Titolo originale: 地球最后的夜晚, Dìqiú zuìhòu de yèwǎn
Scritto e diretto da Bi Gan
Cast: Huang Jue, Tang Wei, Sylvia Chang, Lee Hong-chi, Chloe Maayan, Bi Yan-min, Liang Kai, Xie Lixun, Long Zhezhi
Film – Cina – 2018
Genere: mystery, romantico, onirico
Prendete una pellicola di Tarkovsky, aggiungete la fotografia e l’estetica anche nella palette di colori di Wong Kar-wai, il voice over sussurrato della Nouvelle Vague francese, il sottosuolo onirico di David Lynch. Poi, inserite quei gangster tristi e melanconici di Patrick Modiano, il viaggio surreale e pessimista di Louis-Ferdinand Céline e l’infrarealismo dadaista di Roberto Bolaño. Infine, inseritelo in un quadro di Marc Chagal, dove i personaggi sono sospesi a metà tra terra e cielo e guardatelo attraverso un caleidoscopio colorato, che compone e scompone i frammenti per crearne di nuovi e che, al tempo stesso, può trasformarsi in un filtro tridimensionale della realtà, ma che sa parlare con poesia.
Spesso al mattino, quando ci si sveglia, si ha la consapevolezza di aver fatto sogni strani, come un incastro di realtà diversificate in ricordi mai vissuti, così complicati da narrare, come distanti dalla memoria, anche se impressi in singole immagini vivide. Ed è proprio questa la sensazione che lascia la visione di una pellicola di Bi Gan e, in particolare, “Un lungo viaggio nella notte“, film che ha quasi ipnotizzato il pubblico di Cannes nel 2018 nella sezione Un Certain Regard, rimasto incantato da una narrazione che affronta tre piani diversi (quello della realtà, quello della memoria e quello del sogno) e un registro che mescola il parlato colloquiale, il discorso indiretto libero, la confessione dell’inconscio e la riflessione. Il titolo stesso del film, infatti, che, nel titolo internazionale, “Long Day’s Journey into Night“, suona come l’opera omonima di Eugene O’Neill, dove realtà e psicoanalisi si mescolano sul palco teatrale, in cinese (地球最后的夜晚) ricalca il titolo del racconto di Roberto Bolaño con cui si è iniziata questa recensione, “Ultimi crepuscoli sulla terra“, introducendo alla dimensione onirica da fine del mondo, in quella twilight zone in cui i personaggi di Bi Gan sono immersi e dove finzione e realtà si confondono, senza che ci sia bisogno di capire cosa siano. Come nel cinema stesso, vera metafora nella sua caratteristica metateatrale del momento in cui il sogno entra prepotentemente nella realtà contingente con la sua capacità di salvare il ricordo e l’immaginazione.

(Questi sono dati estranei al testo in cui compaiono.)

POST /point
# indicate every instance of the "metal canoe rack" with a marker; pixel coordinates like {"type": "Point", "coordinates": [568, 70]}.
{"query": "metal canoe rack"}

Prima di proseguire, si avverte che è difficile riassumere la trama del film, se non perdendosi nei flussi di coscienza continui del protagonista. E, pertanto, sarà doveroso viaggiare in questi flussi, nel ripercorrere gli eventi.
Ritorno a Kaili
Anno imprecisato successivo al 2000 (forse il 2012?), in una zona periferica della Cina a metà tra tradizione rurale e aspirazione alla moderna urbanizzazione, che potrebbe sembrare l’ultimo confine del mondo, sia dal punto di vista temporale che spaziale. Luo Hongwu (interpretato da Huang Jue, attore feticcio di Bi Gan, che lo ha scelto anche per “Resurrection“) torna nella sua città natale, Kaili, per la morte dell’anziano padre. Mentre si occupa di svuotare la casa e il ristorante del padre, trova appeso a una parete come se sovrastasse un vecchio orologio rotto davanti al quale il padre era abituato a sedersi. Al suo interno, vi è una vecchia foto con un numero di telefono di un’utenza irraggiungibile, forse qualcosa dimenticato dalla memoria del padre. Eppure quella vecchia foto diventa per Luo una madeleine proustiana, riportandolo nel gorgo di ricordi sospesi: rinviene alla memoria di Luo sua madre, che, tanti anni prima, aveva abbandonato senza motivo la famiglia, senza più farvi ritorno; e, poi, torna alla sua mente una donna, conosciuta dodici anni prima per una serie di casi fortuiti, una donna di cui ignora tutto, il nome, l’età, la storia personale, ma che è rimasta nella sua anima, perché l’unico vero amore.
In realtà, come racconta Luo Hongwu, rivolgendosi allo spettatore come una confessione, la colpa di tutto ciò è di Randagio, perché da lui sono iniziati i problemi della sua vita e, a causa sua, sono successi tanti eventi ancora inspiegabili. Anche perché è proprio per Randagio se, anni prima, Luo Hongwuo è tornato a Kaili.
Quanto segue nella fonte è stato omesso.